Pero ahora, al verles marchar, estaba tranquilo y veía las cosas de otra manera. La tormenta se había esfumado dejando un reguero de nubes a jirones. Quedaban unas pocas estrellas rezagadas. Orificios grises de bala dibujaban una regadera alrededor de la luna. Jonathan vio pasar las luces traseras del Rover por el prado en que había plantado sus bulbos de lirio. En primavera, pensó, si los conejos no se comen el cercado, ese prado se pondrá de color malva. Las luces pasaron frente al vedado de los toros y Jonathan se acordó de aquella noche templada en que volviendo de Falmouth había sorprendido a Jacob Pengelly y a su novia desnudos de todo salvo de sí mismos, Jacob en trance echándose hacia atrás y la chica arqueada sobre él como un acróbata.

«El mes que viene será un mes azul gracias a las campanillas –había dicho Pete Pengelly–. Pero éste de ahora, Jack, es un mes de oro cada vez más y más dorado, porque las prímulas, las aulagas y los narcisos silvestres triunfan sobre todo lo que nace. Espere y verá, Jack. Salud.»

«Para realizarme –ensayó Jonathan para sus adentros–. Para encontrar las partes perdidas de mi vida. Para hacer de mí un hombre, que es lo que según mi padre pasaba en el ejército: hacerse hombre. Para ser útil. Para caminar erguido. Para librar a mi conciencia de su peso.»

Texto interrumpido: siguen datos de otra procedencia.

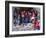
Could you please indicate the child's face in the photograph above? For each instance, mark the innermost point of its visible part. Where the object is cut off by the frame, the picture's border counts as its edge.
(33, 21)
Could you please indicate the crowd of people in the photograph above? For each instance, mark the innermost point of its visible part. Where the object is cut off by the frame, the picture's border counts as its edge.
(26, 16)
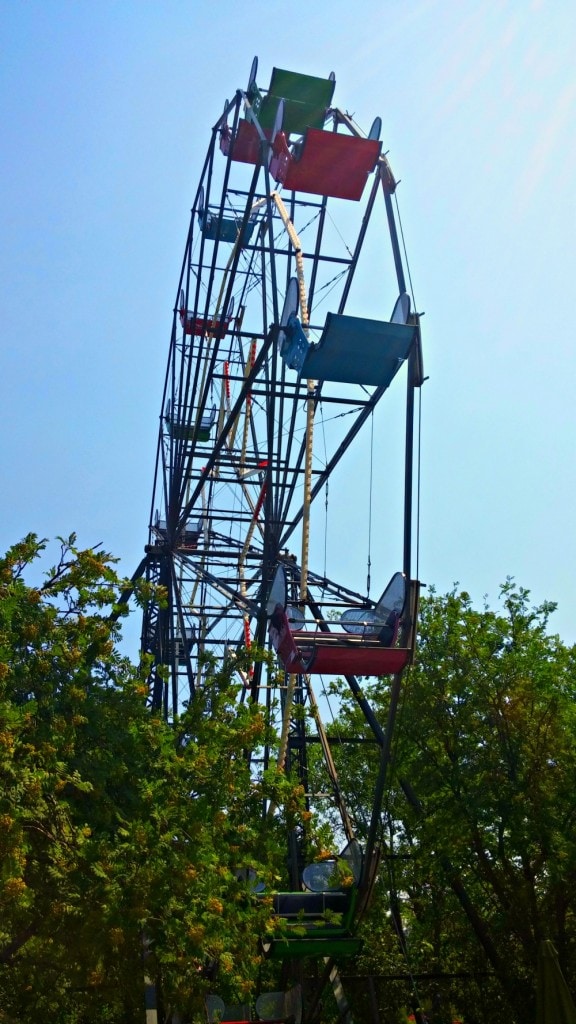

Sintió náuseas. Fue a la cocina y bebió un vaso de agua. Un reloj de barco, de latón, colgaba sobre la puerta y, sin pararse a pensar por qué, le dio cuerda. Se dirigió entonces a la salita, en donde guardaba su tesoro: un reloj de caja larga con una sola pesa de madera de frutal, adquirido en Daphne’s Chapel Street por cuatro cuartos. Jonathan tiró de la cadena metálica hasta que la pesa estuvo en lo alto, y a continuación puso el péndulo en movimiento.

«Me parece que iré unos días a casa de mi tía Hilary, la que vive en Teighmouth –le había dicho Marilyn, que ya no lloraba–. Me servirá de descanso, Teighmouth, ¿no cree?»

Jonathan también había tenido una tía Hilary, en Gales, al lado de un club de golf. Solía seguirle por toda la casa apagando las luces y rezaba a oscuras a su buen Jesús.
–No se vaya –le había rogado a Sophie de todas las maneras posibles mientras esperaban el taxi que iba a llevarles de vuelta al aeropuerto de Luxor–. No se vaya –le había implorado en el avión–. Déjela, Freddie la matará, no tiene por qué arriesgarse –le había rogado cuando la vio meterse en el taxi que la llevaría a su apartamento... y a Hamid.

–Ambos tenemos compromisos con la vida, Mr. Pine –le había dicho ella con una sonrisa desgarrada–. Para una mujer árabe hay peores ultrajes que ser golpeada por un amante. Freddie es muy rico. Me ha hecho ciertas promesas de orden práctico. He de pensar en mi vejez.